Wood Partners Buys Land for Project near Growing Fort Belvoir Army Base
Alexandria, Va.--Wood Partners has acquired three acres in Alexandria for development of a 290-unit luxury apartment community that will answer demand spurred by growth of the US Army's Fort Belvoir base.
By Barbra Murray, Contributing Writer
Alexandria, Va.–Wood Partners L.L.C. saw an opportunity and jumped on it. The Atlanta-based real estate company has just acquired three acres in Alexandria, Va., for the development of a 290-unit luxury apartment community that will help answer an increasing demand spurred by growth of the US Army’s Fort Belvoir base approximately six miles to the south.
Wood Partners is developing The Heights at Groveton in a joint venture with Washington, D.C.’s Redbrook Development Group at a cost of $68 million.

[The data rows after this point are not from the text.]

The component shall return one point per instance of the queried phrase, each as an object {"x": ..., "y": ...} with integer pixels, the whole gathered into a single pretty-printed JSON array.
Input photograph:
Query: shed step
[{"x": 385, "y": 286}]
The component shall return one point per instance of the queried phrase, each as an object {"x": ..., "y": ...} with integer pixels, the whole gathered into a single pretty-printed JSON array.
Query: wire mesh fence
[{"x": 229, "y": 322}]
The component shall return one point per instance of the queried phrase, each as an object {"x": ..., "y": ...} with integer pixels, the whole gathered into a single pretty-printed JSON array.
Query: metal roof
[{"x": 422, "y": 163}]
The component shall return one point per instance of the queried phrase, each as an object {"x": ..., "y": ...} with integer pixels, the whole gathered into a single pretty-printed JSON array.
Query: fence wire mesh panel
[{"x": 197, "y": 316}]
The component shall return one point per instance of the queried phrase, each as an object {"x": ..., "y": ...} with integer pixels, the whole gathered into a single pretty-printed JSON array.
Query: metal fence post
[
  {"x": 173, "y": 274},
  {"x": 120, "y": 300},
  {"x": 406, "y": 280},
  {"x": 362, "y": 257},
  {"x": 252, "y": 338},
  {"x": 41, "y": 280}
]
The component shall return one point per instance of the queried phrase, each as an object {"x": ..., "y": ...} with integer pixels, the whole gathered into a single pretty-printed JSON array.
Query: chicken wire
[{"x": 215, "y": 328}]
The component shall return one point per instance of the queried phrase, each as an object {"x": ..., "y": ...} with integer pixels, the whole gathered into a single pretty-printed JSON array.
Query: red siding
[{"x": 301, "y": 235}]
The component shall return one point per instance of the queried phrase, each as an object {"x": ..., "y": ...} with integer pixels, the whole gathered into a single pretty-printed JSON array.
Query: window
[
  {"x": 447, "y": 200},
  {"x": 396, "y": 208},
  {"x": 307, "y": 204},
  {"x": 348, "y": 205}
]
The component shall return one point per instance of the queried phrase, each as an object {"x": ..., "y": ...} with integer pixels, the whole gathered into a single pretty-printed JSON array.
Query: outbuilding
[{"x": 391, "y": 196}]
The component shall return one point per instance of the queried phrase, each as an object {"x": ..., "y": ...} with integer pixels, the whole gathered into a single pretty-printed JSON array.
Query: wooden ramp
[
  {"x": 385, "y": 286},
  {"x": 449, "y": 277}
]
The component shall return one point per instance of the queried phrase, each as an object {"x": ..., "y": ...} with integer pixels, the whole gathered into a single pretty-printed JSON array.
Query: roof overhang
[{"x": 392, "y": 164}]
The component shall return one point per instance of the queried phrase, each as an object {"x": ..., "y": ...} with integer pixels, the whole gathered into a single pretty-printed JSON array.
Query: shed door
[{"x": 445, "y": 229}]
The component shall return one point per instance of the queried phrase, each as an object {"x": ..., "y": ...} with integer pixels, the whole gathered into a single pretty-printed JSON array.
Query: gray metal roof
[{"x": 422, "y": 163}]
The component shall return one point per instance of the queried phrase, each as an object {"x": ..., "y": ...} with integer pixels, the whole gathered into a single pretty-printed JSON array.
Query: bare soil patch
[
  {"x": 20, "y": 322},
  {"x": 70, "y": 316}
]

The team purchased the site at 6830 Richmond Highway, once home to the Beacon Field Airport, from MDP Groveton L.L.C. for an undisclosed sum. “We selected this land due to the fact that it was under contract for 3.5 years, thus the site-plan was already approved, which means Wood can start construction immediately,” Leonard Wood Jr., director of the Mid-Atlantic Region of Wood Partners, tells MHN. Commercial real estate services firm Cassidy Turley represented the partners in the transaction, while Holliday Fenoglio Fowler L.P. stood in for the seller.

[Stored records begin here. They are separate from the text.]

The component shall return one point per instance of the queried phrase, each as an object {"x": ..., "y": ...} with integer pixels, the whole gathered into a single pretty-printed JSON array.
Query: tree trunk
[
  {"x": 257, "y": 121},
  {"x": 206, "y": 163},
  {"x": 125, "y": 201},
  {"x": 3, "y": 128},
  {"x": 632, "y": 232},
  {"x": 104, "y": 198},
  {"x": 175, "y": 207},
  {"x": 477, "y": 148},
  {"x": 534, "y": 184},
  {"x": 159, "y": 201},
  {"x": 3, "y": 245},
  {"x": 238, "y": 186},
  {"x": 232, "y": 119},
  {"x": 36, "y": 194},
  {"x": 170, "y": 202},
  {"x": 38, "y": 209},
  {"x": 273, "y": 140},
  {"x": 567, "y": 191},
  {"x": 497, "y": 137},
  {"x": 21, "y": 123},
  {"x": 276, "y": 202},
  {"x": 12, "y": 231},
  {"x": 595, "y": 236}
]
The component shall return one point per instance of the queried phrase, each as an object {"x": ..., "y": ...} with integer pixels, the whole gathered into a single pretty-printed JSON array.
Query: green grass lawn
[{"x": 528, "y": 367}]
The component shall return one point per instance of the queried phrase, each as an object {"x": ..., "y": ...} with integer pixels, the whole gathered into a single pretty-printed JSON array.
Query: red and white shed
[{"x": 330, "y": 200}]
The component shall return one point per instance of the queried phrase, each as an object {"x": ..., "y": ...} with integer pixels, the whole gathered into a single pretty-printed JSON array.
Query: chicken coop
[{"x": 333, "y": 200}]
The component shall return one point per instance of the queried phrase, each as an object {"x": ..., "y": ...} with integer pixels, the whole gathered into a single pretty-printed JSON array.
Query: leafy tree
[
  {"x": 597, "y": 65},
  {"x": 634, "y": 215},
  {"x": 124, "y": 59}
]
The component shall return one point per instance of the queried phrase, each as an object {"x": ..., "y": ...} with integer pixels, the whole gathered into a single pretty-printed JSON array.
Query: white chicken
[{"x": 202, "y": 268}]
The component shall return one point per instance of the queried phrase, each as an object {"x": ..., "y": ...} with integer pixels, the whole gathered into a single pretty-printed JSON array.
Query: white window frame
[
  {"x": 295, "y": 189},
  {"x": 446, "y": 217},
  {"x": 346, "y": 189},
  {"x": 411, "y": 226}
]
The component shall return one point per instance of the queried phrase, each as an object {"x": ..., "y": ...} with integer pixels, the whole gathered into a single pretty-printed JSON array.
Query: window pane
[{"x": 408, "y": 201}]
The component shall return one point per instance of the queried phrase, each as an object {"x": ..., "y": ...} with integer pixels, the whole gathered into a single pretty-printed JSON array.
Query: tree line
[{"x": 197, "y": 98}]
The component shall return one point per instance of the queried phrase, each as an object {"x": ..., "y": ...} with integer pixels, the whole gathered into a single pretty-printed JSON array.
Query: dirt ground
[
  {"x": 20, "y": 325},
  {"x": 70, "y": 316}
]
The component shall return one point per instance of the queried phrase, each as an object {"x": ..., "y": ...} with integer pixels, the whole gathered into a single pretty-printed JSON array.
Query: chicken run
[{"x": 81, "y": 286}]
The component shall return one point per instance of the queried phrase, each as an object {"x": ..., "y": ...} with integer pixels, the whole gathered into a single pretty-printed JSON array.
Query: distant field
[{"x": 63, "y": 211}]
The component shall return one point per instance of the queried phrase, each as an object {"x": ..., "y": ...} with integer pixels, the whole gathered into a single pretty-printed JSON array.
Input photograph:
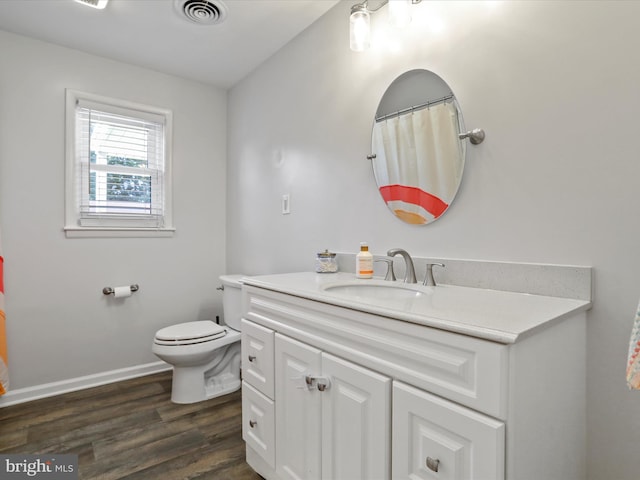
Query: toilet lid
[{"x": 189, "y": 333}]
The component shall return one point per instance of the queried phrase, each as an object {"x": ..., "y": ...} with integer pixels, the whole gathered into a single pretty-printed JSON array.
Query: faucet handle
[
  {"x": 391, "y": 276},
  {"x": 429, "y": 281}
]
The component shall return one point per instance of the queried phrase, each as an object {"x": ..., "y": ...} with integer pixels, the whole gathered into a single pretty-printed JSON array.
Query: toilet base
[{"x": 191, "y": 385}]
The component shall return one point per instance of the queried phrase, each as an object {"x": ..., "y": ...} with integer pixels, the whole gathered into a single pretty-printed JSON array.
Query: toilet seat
[{"x": 190, "y": 333}]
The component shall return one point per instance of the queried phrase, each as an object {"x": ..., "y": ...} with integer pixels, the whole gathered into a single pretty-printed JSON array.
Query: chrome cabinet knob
[{"x": 433, "y": 464}]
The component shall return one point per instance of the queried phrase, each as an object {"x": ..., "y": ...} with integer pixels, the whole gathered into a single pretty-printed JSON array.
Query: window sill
[{"x": 113, "y": 232}]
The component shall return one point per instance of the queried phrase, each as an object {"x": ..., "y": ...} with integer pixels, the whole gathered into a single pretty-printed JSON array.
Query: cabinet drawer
[
  {"x": 434, "y": 438},
  {"x": 258, "y": 423},
  {"x": 257, "y": 357}
]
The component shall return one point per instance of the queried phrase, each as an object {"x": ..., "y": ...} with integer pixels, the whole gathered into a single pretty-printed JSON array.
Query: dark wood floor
[{"x": 131, "y": 430}]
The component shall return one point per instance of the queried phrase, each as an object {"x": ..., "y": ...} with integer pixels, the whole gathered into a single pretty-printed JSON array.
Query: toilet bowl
[{"x": 205, "y": 356}]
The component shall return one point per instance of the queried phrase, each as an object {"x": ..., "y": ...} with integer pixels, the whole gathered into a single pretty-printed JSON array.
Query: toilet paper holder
[{"x": 110, "y": 290}]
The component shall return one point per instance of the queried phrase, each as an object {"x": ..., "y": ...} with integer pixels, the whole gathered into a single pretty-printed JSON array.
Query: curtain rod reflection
[{"x": 415, "y": 107}]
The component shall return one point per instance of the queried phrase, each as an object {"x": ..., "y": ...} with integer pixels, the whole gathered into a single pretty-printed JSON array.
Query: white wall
[
  {"x": 555, "y": 86},
  {"x": 59, "y": 324}
]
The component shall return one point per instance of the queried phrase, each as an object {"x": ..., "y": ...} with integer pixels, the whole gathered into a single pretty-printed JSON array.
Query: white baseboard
[{"x": 13, "y": 397}]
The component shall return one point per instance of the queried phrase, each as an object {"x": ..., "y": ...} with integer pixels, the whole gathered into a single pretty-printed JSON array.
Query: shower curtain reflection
[{"x": 413, "y": 166}]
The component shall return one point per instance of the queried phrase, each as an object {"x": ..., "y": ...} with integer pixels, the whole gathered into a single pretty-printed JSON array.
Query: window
[{"x": 118, "y": 167}]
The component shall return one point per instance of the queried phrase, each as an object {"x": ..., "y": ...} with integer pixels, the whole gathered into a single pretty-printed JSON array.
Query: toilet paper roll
[{"x": 120, "y": 292}]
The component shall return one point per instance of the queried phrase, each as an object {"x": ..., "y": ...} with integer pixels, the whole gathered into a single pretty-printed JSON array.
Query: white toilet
[{"x": 205, "y": 356}]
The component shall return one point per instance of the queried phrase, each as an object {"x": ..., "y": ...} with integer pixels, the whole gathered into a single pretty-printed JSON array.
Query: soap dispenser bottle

Construction of The Heights is on track to commence in February. Upon its anticipated 2012 completion, the development will consist of a single structure with five- and six-story elevations to encompass the high-end residences, 10,000 square feet of ground-level retail space and parking for residences and retail patrons.
While the national apartment market has yet to fully recover, the area surrounding Fort Belvoir is booming with a vacancy rate of 2.5 percent, as Wood Partners notes in a press release. And with an estimated 50,000 military and civilian employees on track to land at Fort Belvoir due to the federal government’s Base Realignment and Closure Act process, the market will tighten even more. Given The Heights’ close proximity to transit and easy access to Washington, D.C., which is approximately five miles away, Wood Partners will market the project to working professionals searching for high-end apartments minus the big-city price tag.
The words high-end and affordable rarely go hand-in-hand, but Wood Partners’ decision to build a luxury rental property on the land in Alexandria has everything to do with the lackluster economy. “Due to the economic downturn, the percentage of D.C. residents renting versus owning a home increased by 4.5 percent, compared to the national average of 1.5 percent,” Wood says. “Thus we are in a ‘renters by choice’ market. Wood Partners wanted to offer a luxury apartment community as an affordable alternative to living in the city of Alexandria; a luxury apartment is the next best thing to home ownership.”